Jasso, l'un des grands artisans de cette réussite, confie les impressions de l'équipe aux journalistes de l'époque. "Comme nous nous y attendions, cette rencontre a été très difficile. Les Paraguayens ont été fougueux dans le combat et leur public les a encouragés sans relâche, sans aucun propos ou comportement visant à nous blesser. Il s'agissait simplement d'un élan naturel qui les poussait à encourager les leurs. Nous avons fait match nul 0:0 et grâce à ce résultat, nous avons gagné le droit de participer à la phase finale de la Coupe du Monde", déclare le joueur d'América.

Le héros
À cette époque, les Chivas dominent le football mexicain et leurs joueurs constituent le noyau dur de la sélection tricolor. Guillermo Sepúlveda est alors le meilleur défenseur central du pays, le symbole du club de Guadalajara. El Tigre sera pour beaucoup dans l'inviolabilité des cages aztèques lors de ce match à Asunción, tout comme le légendaire gardien Antonio Carbajal, qui connaît alors les meilleures années de sa carrière sportive.

Entendu...
"Les spectateurs paraguayens ont pris plaisir. Même si le Paraguay a dominé, le Mexique s'est tout de même créé des situations dangereuses. À la fin du match, le public a salué notre performance et nous a invités à faire deux tours d'honneur." Juan Jasso, milieu de terrain du Mexique.

Et après ?
Après avoir fait le plein de confiance sur ces deux matches, le Mexique va tenir la dragée haute aux trois grandes puissances qui l'accompagnent dans un groupe très relevé à Chili 1962. Lors de sa première sortie, la formation tricolor s'incline sans être ridicule face au grand Brésil de Pelé et Garrincha (2:0). Quelques jours plus tard, après avoir dominé l'essentiel de la rencontre, elle perd 1:0 contre l'Espagne sur un but encaissé à la dernière minute.

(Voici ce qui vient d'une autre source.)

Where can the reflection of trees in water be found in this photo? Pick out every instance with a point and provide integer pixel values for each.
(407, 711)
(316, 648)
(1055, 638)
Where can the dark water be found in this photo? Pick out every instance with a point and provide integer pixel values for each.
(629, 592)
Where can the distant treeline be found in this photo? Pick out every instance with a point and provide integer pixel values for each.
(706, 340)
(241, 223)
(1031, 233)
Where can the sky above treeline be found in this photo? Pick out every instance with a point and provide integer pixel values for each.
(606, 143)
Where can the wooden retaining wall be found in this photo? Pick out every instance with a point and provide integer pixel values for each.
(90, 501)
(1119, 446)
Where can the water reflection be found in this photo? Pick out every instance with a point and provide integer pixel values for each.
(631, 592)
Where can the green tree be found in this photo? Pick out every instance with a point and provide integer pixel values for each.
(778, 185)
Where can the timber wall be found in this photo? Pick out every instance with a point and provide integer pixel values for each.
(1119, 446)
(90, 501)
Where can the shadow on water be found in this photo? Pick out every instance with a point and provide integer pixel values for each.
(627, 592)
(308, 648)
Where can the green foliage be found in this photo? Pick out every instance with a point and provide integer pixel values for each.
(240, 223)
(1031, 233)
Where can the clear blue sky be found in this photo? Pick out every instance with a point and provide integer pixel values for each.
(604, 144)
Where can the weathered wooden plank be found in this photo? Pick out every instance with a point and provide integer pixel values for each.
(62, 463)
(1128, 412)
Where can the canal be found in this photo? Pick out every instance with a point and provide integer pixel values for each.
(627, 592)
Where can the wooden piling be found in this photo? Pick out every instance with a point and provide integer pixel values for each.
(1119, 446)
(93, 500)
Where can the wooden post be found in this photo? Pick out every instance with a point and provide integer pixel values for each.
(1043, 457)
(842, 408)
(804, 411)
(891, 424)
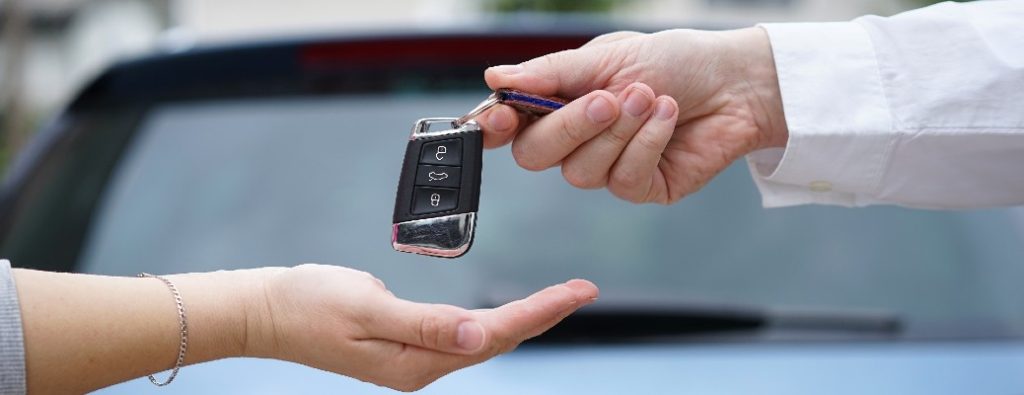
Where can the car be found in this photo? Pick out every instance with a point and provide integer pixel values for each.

Lors de sa dernière apparition, l'équipe aztèque décroche son premier succès en Coupe du Monde de la FIFA lorsqu'elle s'impose aisément (3:1) contre la Tchécoslovaquie, future finaliste. Au Mexique, cette équipe et celle qui a disputé la phase finale d'États-Unis 1994 sont considérées comme les meilleures de l'histoire.

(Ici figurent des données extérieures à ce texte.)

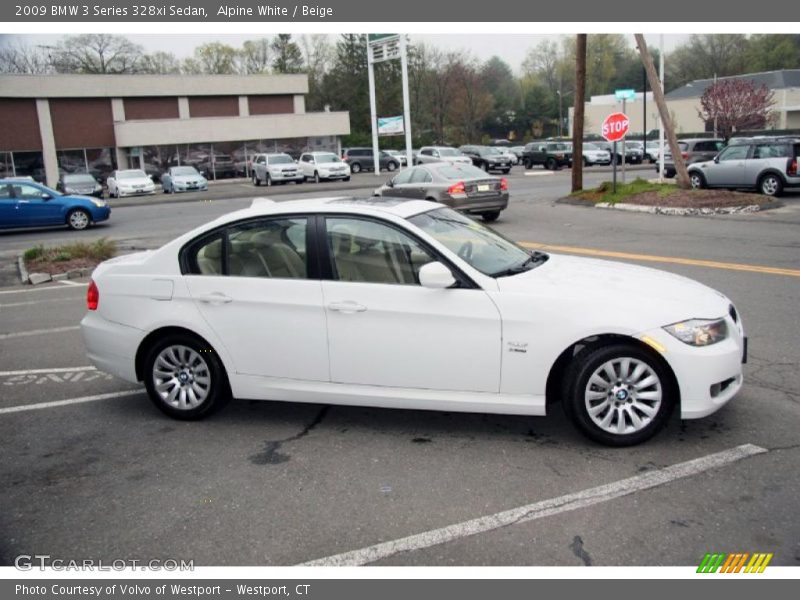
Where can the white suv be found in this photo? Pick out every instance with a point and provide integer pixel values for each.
(275, 168)
(323, 165)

Le Paraguay reviendra au Mexique 27 ans plus tard pour y disputer la Coupe du Monde de la FIFA 1986. Une petite revanche pour les Guaranis, qui se sont, depuis ce fameux match, qualifiés cinq fois pour l'épreuve suprême, dont quatre consécutives en comptant Afrique du Sud 2010 pour laquelle les Albirrojos sont d'ores et déjà qualifiés.